Our friendship was interrupted by the four years my family spent in England. When I came back to Maryland, both of us had grown up. During my vacations from William and Mary, and after I graduated, Pete and I spent a lot of time together, with groups of friends or riding around in his car. Those times were what I remembered most in later years.
We were very different, Pete and I. I had been an inveterate intellectual since about the age of twelve, and could only do things that required brains but no skill. Pete was the opposite — he was good with his hands, and had the knack for taking things apart and fixing them. He eventually went to the local community college to study electronics, and later got a job working as a technician for the phone company.
In the early ’70s he bought an ancient Karmann Ghia for a few bucks, put a new engine in it himself, fixed up the body, and painted it lime green. That was the car he and I rode around in. You could pick it out coming a mile off, the color was so gaudy.

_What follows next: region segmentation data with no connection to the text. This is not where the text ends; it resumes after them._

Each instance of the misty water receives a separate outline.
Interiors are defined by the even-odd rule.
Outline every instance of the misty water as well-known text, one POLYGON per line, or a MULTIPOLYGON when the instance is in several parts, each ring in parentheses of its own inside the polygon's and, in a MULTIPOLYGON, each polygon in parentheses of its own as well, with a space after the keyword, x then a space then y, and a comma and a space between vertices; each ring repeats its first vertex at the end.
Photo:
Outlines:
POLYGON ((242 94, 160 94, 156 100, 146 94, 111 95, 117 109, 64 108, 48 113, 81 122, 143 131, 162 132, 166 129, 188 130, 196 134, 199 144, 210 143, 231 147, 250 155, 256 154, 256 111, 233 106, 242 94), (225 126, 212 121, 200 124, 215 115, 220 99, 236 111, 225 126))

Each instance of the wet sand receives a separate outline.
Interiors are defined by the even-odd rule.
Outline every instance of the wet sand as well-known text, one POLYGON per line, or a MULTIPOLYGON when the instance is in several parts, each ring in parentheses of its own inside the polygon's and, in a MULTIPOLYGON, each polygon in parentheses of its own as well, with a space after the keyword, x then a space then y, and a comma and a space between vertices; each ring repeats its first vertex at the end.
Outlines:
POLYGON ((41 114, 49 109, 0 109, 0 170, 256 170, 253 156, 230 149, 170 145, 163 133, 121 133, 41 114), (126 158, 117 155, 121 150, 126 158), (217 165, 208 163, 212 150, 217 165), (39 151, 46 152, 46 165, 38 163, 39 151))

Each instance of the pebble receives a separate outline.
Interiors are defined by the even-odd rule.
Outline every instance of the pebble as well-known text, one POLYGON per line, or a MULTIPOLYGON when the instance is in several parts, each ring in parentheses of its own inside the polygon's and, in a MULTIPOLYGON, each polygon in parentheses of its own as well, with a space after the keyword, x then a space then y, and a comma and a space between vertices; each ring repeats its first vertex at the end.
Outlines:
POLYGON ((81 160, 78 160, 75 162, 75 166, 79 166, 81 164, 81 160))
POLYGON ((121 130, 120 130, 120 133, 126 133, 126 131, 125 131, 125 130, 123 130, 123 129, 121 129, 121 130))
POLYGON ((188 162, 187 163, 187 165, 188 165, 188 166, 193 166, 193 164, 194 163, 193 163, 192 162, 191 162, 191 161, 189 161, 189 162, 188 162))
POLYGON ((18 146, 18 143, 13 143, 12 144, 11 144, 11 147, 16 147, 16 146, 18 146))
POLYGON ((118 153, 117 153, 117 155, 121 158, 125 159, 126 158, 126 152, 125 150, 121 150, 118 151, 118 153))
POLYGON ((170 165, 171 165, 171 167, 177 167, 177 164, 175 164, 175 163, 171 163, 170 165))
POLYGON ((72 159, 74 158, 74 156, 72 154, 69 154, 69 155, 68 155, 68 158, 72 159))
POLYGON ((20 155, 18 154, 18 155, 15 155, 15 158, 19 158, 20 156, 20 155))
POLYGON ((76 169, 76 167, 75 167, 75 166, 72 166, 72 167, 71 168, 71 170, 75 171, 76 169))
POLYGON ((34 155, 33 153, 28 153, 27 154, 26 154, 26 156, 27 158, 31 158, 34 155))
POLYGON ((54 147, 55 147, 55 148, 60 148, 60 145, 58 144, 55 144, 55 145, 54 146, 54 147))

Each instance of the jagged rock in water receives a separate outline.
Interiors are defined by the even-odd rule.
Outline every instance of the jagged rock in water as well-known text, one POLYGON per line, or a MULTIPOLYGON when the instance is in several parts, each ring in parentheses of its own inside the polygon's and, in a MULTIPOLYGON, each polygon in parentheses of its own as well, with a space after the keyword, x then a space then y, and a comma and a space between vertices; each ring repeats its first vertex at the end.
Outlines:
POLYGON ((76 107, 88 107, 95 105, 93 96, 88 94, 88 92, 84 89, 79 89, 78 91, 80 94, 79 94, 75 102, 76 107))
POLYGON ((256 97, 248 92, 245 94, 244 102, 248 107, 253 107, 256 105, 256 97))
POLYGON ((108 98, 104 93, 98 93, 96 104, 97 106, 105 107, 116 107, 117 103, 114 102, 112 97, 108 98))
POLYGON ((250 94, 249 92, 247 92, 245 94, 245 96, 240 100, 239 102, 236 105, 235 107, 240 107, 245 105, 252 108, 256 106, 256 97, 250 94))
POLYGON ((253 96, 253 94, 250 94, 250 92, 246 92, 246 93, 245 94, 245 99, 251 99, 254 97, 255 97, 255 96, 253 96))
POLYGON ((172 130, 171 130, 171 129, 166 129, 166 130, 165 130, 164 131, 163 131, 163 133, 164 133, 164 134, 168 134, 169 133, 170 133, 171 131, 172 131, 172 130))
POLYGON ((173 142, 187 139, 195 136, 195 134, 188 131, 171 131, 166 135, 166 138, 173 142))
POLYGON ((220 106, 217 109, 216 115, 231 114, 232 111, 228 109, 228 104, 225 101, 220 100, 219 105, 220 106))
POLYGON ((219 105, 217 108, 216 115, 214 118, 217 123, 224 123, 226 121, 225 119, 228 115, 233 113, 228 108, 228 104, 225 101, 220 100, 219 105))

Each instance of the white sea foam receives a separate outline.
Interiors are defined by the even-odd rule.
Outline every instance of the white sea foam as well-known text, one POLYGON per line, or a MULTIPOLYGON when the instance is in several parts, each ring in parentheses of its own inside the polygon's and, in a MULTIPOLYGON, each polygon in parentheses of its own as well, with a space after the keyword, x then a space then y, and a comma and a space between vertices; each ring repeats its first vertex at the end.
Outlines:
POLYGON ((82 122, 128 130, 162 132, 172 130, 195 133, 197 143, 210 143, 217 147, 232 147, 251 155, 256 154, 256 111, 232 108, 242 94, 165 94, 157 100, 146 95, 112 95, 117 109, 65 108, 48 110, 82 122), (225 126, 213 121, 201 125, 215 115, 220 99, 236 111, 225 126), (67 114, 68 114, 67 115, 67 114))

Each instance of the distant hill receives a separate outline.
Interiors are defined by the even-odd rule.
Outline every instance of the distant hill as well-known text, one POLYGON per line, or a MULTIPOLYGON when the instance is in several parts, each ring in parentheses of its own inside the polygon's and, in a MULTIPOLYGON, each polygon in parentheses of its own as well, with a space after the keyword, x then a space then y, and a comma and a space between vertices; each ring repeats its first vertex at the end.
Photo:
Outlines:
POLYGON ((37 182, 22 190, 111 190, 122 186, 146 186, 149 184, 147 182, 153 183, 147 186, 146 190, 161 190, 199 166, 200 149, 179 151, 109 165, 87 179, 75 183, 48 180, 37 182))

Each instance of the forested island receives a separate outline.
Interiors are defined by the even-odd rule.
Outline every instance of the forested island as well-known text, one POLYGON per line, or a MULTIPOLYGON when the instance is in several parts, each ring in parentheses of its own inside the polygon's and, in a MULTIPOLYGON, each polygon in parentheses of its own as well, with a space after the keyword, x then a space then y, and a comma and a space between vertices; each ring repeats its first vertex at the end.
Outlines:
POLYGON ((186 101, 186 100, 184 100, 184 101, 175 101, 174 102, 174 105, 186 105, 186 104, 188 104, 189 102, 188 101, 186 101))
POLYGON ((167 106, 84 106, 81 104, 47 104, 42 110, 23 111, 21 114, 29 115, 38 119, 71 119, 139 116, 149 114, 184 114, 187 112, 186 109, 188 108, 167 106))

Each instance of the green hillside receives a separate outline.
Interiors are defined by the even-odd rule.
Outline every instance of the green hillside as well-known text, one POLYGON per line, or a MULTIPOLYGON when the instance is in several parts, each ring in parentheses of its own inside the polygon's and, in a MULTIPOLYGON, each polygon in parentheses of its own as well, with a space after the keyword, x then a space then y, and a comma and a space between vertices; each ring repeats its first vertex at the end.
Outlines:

My friend Wally Ballou and I introduced Pete to the Grateful Dead. We paid for his ticket, and in return he drove us up to the show in Philly in that funky old Karmann Ghia. The car had a wiring problem that sometimes made its headlights go out, and Pete would have to whack the front of the car at a certain point to make them come back on. That happened while we were on our way up I-95 that night, so Pete pulled over onto the shoulder to smack some sense into the car. Wally and I just sat there looking at the tractor trailers go by in the falling sleet. More than thirty years later I remembered that night when I wrote the poem. And now it’s been more than forty years.